Lucky for me, not only did I marry a nice sweet guy, I also married into a huge (at least I think it's large) extended family. It still overwhelms me at the amount of relatives at Mike's family gatherings. Just to give you an idea, I have four cousins all of which are more than 10 years older or younger than me, so we never really hung out and could relate to each other. Mike has eight cousins all around his age. Okay, so back to the point of this post, no I did not end up marrying into a "mochi-pounding" family, but Mike's mom's friend hosts a mochi pounding event every year and this was the second year that Mike and I joined in the festivities.

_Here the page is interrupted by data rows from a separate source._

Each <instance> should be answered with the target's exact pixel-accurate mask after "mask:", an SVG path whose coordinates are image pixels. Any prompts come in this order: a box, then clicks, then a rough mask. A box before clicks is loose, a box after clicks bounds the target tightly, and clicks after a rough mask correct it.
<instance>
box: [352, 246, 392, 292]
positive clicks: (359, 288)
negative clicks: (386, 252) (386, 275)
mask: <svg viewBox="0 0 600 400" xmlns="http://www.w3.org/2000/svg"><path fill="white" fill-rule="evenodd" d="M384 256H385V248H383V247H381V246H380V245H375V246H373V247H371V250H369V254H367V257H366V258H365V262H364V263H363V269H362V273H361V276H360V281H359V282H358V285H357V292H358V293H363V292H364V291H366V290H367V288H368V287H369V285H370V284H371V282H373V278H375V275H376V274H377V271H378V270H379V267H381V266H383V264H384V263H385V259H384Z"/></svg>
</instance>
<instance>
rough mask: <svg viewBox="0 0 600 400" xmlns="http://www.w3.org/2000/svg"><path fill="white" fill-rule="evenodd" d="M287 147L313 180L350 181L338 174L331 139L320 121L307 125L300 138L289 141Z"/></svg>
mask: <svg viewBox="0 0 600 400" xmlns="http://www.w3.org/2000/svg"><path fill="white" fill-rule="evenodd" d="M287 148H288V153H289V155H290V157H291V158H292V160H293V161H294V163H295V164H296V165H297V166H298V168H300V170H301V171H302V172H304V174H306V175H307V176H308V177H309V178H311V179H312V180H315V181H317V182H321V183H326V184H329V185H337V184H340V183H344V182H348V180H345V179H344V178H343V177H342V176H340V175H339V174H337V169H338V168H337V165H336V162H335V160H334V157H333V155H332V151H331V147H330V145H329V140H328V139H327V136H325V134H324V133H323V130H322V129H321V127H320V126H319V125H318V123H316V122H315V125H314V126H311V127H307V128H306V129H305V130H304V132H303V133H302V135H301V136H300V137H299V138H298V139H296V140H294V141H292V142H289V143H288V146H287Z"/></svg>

Mochi rice is soaked overnight and then drained.
Here's the steamer used to steam the mochi rice.
The mochi assemblers all line up on both sides of a table and piece of the warm mochi are passed down the table. People flatten the piece of mochi in their palms and then quickly insert a ball of filling into the mochi. The mochi is then sealed over the filling.
Look at that. They have the system down. This is a pan of prescooped azuki bean filling.
The mochi is then cooled and then someone marks the mochi with colored dots to represent the different fillings. Red-azuki bean filling; Blue-Sweet Potato; Purple(?)-azuki bean and strawberry; Yellow-yellow sweet potato and coconut (I think).